Search code examples
pythonneo4jcypherpy2neo

py2neo not enforcing uniqueness constraints in Neo4j database


I have a neo4j database with nodes that have labels "Program" and "Session". In the Neo4j database I've enforced a uniqueness constraint on the properties: "name" and "href". From the :schema

Constraints
ON (program:Program) ASSERT program.href IS UNIQUE
ON (program:Program) ASSERT program.name IS UNIQUE
ON (session:Session) ASSERT session.name IS UNIQUE
ON (session:Session) ASSERT session.href IS UNIQUE

I want to periodically query another API (thus storing the name and API endpoint href as properties), and only add new nodes when they're not already in the database.

This is how I'm creating the nodes:

newprogram, = graph_db.create(node(name = programname, href = programhref))
newprogram.add_labels('Program')

newsession, = graph_db.create(node(name = sessionname, href = sessionhref))
newsession.add_labels('Session')

I'm running into the following error:

Traceback (most recent call last):
  File "/Users/jedc/google-cloud-sdk/platform/google_appengine/lib/webapp2-2.5.2/webapp2.py", line 1535, in __call__
    rv = self.handle_exception(request, response, e)
  File "/Users/jedc/google-cloud-sdk/platform/google_appengine/lib/webapp2-2.5.2/webapp2.py", line 1529, in __call__
    rv = self.router.dispatch(request, response)
  File "/Users/jedc/google-cloud-sdk/platform/google_appengine/lib/webapp2-2.5.2/webapp2.py", line 1278, in default_dispatcher
    return route.handler_adapter(request, response)
  File "/Users/jedc/google-cloud-sdk/platform/google_appengine/lib/webapp2-2.5.2/webapp2.py", line 1102, in __call__
    return handler.dispatch()
  File "/Users/jedc/google-cloud-sdk/platform/google_appengine/lib/webapp2-2.5.2/webapp2.py", line 572, in dispatch
    return self.handle_exception(e, self.app.debug)
  File "/Users/jedc/google-cloud-sdk/platform/google_appengine/lib/webapp2-2.5.2/webapp2.py", line 570, in dispatch
    return method(*args, **kwargs)
  File "/Users/jedc/appfolder/applicationapis.py", line 42, in post
    newprogram.add_labels('Program')
  File "/Users/jedc/appfolder/py2neo/util.py", line 99, in f_
    return f(*args, **kwargs)
  File "/Users/jedc/appfolder/py2neo/core.py", line 1638, in add_labels
    if err.response.status_code == BAD_REQUEST and err.cause.exception == 'ConstraintViolationException':
AttributeError: 'ConstraintViolationException' object has no attribute 'exception'

My thought was that if I try to add the nodes and they're already in the database they just won't be added.

I've done a try/except AttributeError block around the creation/add_labels lines, but when I did that I managed to duplicate everything that was already in the database, even though I had the constraints shown. (?!?) (How can py2neo manage to violate those constraints??)

I'm really confused, and would appreciate any help in figuring out how to add nodes only when they don't already exist.


Solution

  • The problem seems to be that you are first creating nodes without a label and then subsequently adding the label after creation.

    That is

    graph_db.create(node(name = programname, href = programhref))
    

    and

    graph_db.create(node(name = sessionname, href = sessionhref))
    

    This, first creates nodes without any labels which means the nodes satisfy the constraint conditions which only apply to nodes with the labels Program and Session.

    Once you call newprogram.add_labels('Program') and newsession.add_labels('Session') Neo4j attempts to add labels to the node and raises an exception since the constraint assertions cannot be met.

    Py2neo may be creating duplicate nodes.

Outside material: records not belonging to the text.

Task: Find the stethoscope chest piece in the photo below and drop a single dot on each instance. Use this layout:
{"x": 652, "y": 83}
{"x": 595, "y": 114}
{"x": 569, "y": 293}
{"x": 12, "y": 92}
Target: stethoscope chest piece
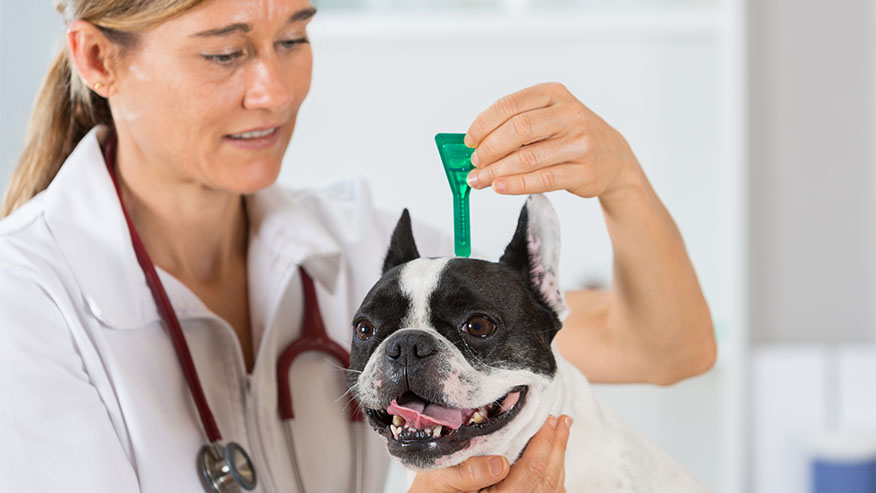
{"x": 226, "y": 470}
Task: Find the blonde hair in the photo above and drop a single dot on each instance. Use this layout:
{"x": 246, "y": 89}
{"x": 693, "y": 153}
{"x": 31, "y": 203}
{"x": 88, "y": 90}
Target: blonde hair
{"x": 65, "y": 109}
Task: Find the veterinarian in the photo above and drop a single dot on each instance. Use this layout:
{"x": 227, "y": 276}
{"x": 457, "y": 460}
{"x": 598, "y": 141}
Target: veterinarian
{"x": 199, "y": 99}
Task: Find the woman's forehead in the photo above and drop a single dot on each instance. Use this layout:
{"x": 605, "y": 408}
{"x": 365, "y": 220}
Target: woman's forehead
{"x": 223, "y": 17}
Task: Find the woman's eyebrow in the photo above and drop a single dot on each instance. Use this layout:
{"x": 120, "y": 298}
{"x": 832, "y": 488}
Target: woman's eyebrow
{"x": 299, "y": 16}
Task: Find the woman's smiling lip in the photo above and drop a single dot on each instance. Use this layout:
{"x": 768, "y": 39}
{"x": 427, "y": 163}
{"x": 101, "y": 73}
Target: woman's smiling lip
{"x": 259, "y": 142}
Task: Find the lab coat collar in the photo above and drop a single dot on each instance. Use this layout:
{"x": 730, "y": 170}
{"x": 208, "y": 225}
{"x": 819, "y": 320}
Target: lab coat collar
{"x": 84, "y": 216}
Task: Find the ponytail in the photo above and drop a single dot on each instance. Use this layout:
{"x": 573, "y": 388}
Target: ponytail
{"x": 64, "y": 111}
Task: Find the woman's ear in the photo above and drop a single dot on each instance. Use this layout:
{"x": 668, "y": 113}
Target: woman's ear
{"x": 93, "y": 55}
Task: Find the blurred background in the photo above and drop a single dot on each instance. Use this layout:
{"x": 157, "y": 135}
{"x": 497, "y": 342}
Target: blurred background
{"x": 755, "y": 122}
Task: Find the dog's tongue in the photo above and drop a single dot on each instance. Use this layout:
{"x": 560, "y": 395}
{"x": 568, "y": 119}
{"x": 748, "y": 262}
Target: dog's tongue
{"x": 420, "y": 414}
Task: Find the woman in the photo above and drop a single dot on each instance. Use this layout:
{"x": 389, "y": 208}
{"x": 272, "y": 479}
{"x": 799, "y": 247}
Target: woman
{"x": 199, "y": 99}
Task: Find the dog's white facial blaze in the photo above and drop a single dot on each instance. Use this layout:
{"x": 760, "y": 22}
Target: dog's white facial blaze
{"x": 463, "y": 384}
{"x": 417, "y": 281}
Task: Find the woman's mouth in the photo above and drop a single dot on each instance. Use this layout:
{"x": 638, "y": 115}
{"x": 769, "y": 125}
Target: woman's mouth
{"x": 254, "y": 139}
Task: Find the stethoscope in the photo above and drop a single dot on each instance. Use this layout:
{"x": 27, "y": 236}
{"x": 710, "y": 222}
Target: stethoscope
{"x": 228, "y": 468}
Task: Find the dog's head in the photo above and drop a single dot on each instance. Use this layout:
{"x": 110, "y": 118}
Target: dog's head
{"x": 450, "y": 355}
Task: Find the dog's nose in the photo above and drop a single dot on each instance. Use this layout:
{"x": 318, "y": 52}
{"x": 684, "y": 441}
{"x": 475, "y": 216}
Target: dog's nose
{"x": 410, "y": 346}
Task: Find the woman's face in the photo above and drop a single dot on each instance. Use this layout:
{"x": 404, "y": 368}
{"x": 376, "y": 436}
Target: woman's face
{"x": 212, "y": 95}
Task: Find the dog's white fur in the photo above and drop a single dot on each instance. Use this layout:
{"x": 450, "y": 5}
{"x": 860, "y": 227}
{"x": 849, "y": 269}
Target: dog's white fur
{"x": 603, "y": 454}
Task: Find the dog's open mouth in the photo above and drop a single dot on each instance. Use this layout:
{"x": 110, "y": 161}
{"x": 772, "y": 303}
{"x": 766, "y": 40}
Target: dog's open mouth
{"x": 411, "y": 419}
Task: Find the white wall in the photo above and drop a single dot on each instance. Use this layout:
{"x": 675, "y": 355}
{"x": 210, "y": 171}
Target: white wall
{"x": 30, "y": 31}
{"x": 813, "y": 169}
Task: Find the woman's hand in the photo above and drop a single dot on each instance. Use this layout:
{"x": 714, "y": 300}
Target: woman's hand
{"x": 540, "y": 469}
{"x": 541, "y": 139}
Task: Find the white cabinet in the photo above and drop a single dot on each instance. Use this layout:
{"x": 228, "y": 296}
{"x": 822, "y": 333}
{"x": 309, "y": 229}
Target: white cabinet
{"x": 668, "y": 76}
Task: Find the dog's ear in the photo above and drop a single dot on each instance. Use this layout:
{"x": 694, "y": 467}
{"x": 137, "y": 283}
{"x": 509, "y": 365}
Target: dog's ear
{"x": 402, "y": 247}
{"x": 535, "y": 252}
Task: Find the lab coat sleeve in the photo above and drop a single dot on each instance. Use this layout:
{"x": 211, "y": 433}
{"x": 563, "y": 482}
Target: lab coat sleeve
{"x": 55, "y": 432}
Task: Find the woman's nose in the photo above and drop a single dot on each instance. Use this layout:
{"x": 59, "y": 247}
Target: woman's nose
{"x": 267, "y": 86}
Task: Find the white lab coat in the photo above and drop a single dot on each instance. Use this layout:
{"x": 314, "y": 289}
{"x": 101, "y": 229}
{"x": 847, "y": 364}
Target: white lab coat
{"x": 92, "y": 396}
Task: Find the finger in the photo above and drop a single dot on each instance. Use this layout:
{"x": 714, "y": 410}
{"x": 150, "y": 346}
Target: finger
{"x": 521, "y": 129}
{"x": 556, "y": 177}
{"x": 527, "y": 159}
{"x": 470, "y": 475}
{"x": 529, "y": 471}
{"x": 537, "y": 96}
{"x": 555, "y": 471}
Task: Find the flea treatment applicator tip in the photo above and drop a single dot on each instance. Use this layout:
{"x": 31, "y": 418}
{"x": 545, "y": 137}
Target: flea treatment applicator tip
{"x": 456, "y": 158}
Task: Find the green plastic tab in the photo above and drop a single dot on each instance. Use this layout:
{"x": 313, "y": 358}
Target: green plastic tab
{"x": 456, "y": 158}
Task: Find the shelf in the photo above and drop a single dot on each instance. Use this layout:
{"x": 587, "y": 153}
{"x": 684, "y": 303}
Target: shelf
{"x": 345, "y": 24}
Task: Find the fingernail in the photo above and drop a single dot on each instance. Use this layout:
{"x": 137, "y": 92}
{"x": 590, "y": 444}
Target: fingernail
{"x": 497, "y": 466}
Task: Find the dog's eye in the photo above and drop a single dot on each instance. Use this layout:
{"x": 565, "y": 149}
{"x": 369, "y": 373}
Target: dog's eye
{"x": 479, "y": 327}
{"x": 364, "y": 330}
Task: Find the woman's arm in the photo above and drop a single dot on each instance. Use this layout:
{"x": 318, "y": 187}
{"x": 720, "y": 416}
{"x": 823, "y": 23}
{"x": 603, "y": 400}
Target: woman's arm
{"x": 653, "y": 325}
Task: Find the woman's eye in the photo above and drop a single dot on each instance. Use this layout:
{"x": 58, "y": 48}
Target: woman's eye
{"x": 364, "y": 330}
{"x": 223, "y": 58}
{"x": 291, "y": 43}
{"x": 479, "y": 327}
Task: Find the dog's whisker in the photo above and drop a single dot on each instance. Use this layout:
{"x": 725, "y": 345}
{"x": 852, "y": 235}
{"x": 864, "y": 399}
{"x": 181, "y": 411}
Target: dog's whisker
{"x": 339, "y": 367}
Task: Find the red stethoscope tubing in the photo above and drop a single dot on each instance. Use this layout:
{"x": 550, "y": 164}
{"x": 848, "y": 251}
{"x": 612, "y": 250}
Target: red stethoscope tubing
{"x": 313, "y": 334}
{"x": 164, "y": 306}
{"x": 313, "y": 338}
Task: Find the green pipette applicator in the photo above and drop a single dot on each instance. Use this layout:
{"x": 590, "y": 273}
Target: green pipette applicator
{"x": 456, "y": 158}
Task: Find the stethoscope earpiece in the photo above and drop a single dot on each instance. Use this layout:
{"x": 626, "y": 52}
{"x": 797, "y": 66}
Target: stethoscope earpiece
{"x": 226, "y": 470}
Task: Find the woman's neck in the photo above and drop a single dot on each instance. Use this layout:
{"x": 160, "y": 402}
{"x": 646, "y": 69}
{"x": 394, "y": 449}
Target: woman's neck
{"x": 193, "y": 232}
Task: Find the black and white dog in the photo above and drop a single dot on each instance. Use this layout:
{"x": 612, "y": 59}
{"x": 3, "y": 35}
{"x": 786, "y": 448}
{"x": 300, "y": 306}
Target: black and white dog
{"x": 453, "y": 358}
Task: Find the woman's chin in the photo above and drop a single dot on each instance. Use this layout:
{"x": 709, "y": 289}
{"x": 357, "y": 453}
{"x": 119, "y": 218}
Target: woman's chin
{"x": 251, "y": 177}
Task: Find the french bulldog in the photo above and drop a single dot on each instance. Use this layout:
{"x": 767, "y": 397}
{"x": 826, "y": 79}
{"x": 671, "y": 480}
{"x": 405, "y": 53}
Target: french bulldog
{"x": 454, "y": 357}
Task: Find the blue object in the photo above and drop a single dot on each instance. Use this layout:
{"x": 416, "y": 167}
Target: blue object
{"x": 844, "y": 477}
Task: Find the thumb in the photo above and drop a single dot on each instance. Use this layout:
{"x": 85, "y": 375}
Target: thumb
{"x": 470, "y": 475}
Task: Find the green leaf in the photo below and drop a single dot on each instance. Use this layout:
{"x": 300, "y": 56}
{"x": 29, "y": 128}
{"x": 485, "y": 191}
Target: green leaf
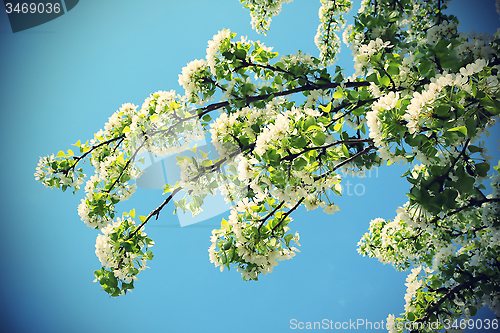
{"x": 338, "y": 93}
{"x": 385, "y": 81}
{"x": 319, "y": 139}
{"x": 298, "y": 142}
{"x": 345, "y": 150}
{"x": 461, "y": 129}
{"x": 299, "y": 163}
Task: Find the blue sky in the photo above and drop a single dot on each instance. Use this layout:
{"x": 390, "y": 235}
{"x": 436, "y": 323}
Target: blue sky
{"x": 61, "y": 81}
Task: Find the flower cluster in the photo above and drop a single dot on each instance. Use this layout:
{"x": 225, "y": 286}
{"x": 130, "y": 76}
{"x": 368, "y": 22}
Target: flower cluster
{"x": 331, "y": 17}
{"x": 120, "y": 249}
{"x": 262, "y": 12}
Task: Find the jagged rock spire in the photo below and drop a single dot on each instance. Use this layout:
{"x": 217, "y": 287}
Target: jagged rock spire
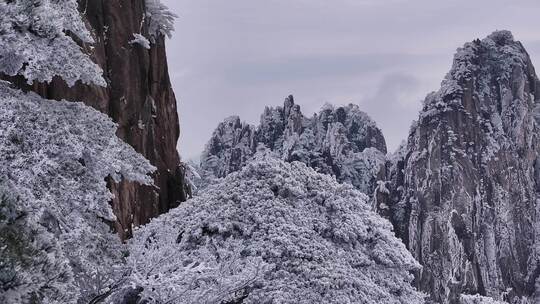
{"x": 467, "y": 204}
{"x": 341, "y": 141}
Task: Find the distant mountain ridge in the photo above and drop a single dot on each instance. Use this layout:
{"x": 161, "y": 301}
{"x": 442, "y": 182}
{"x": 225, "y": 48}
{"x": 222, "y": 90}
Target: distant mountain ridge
{"x": 341, "y": 141}
{"x": 462, "y": 192}
{"x": 466, "y": 186}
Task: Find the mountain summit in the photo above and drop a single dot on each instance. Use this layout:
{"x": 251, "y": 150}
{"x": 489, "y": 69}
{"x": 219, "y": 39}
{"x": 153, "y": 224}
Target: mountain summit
{"x": 467, "y": 182}
{"x": 339, "y": 140}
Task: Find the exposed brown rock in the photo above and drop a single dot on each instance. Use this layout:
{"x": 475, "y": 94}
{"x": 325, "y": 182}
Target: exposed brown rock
{"x": 139, "y": 98}
{"x": 468, "y": 203}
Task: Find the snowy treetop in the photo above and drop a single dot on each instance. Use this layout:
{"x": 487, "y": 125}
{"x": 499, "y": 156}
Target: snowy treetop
{"x": 295, "y": 236}
{"x": 37, "y": 43}
{"x": 55, "y": 157}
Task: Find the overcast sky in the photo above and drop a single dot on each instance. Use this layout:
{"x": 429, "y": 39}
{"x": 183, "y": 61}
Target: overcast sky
{"x": 233, "y": 57}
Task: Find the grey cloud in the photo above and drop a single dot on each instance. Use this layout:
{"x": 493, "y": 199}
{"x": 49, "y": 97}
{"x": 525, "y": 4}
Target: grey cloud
{"x": 235, "y": 57}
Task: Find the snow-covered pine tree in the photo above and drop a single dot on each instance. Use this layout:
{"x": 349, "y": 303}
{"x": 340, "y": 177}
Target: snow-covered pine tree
{"x": 37, "y": 40}
{"x": 56, "y": 245}
{"x": 274, "y": 232}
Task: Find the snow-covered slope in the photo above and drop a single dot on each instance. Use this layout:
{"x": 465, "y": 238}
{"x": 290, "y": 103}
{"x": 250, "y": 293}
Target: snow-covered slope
{"x": 341, "y": 141}
{"x": 468, "y": 180}
{"x": 274, "y": 232}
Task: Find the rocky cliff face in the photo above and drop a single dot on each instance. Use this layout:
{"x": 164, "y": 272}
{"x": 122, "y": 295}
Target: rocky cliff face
{"x": 466, "y": 185}
{"x": 138, "y": 97}
{"x": 341, "y": 141}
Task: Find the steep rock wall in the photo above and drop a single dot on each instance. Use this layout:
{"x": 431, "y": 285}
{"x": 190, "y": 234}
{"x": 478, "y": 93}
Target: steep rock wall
{"x": 138, "y": 97}
{"x": 466, "y": 185}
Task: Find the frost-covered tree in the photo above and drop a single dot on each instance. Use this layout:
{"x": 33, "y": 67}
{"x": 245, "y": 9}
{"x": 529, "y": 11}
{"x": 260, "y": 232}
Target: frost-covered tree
{"x": 37, "y": 41}
{"x": 56, "y": 158}
{"x": 56, "y": 244}
{"x": 478, "y": 299}
{"x": 274, "y": 232}
{"x": 160, "y": 19}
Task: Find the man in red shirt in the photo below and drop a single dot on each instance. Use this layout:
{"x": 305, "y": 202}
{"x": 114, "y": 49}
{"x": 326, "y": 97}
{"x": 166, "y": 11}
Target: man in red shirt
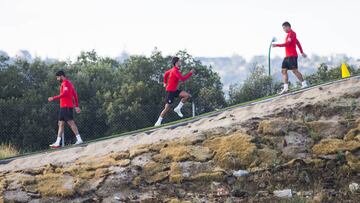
{"x": 67, "y": 97}
{"x": 290, "y": 61}
{"x": 171, "y": 83}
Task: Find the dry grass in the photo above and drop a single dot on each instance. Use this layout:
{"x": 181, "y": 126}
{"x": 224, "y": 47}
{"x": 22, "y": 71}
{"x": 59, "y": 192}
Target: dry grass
{"x": 7, "y": 150}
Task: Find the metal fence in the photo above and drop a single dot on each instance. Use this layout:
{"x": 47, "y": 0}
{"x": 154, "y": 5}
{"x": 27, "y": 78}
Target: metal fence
{"x": 34, "y": 127}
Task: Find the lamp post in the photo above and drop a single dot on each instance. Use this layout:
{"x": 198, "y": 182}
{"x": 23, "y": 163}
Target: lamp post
{"x": 269, "y": 60}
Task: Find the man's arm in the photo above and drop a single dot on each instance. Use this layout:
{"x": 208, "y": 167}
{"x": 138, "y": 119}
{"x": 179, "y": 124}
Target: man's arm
{"x": 181, "y": 77}
{"x": 62, "y": 94}
{"x": 299, "y": 45}
{"x": 287, "y": 43}
{"x": 166, "y": 77}
{"x": 76, "y": 98}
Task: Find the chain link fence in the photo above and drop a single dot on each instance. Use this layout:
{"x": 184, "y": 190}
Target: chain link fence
{"x": 34, "y": 127}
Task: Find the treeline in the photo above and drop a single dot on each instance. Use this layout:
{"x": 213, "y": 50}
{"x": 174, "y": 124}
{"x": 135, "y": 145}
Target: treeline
{"x": 114, "y": 97}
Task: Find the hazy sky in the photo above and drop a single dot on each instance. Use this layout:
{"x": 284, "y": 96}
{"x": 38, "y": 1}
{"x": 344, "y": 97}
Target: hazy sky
{"x": 63, "y": 28}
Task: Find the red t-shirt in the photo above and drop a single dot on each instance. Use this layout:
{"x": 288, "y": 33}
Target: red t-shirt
{"x": 290, "y": 44}
{"x": 67, "y": 93}
{"x": 172, "y": 77}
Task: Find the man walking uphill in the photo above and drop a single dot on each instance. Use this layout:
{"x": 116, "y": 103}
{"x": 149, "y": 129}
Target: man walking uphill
{"x": 290, "y": 61}
{"x": 171, "y": 82}
{"x": 67, "y": 97}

Although I'm sure if you inspect them, you'll find one set of nodes has the labels and the other set does not.

    Can you use py2neo in a way that it adds the label at the same time as creation?

    Otherwise you could use a Cypher query

    CREATE (program:Program{name: {programname}, href: {programhref}})
    CREATE (session:Session{name: {sessionname}, href: {sessionhref}})
    

    Using Py2neo you should be able to do this as suggested in the docs

    graph_db = neo4j.GraphDatabaseService()
    qs = '''CREATE (program:Program{name: {programname}, href: {programhref}})
            CREATE (session:Session{name: {sessionname}, href: {sessionhref}})'''
    query = neo4j.CypherQuery(graph_db, qs)
    query.execute(programname=programname, programhref=programhref,
                  sessionname=sessionname, sessionhref=sessionhref)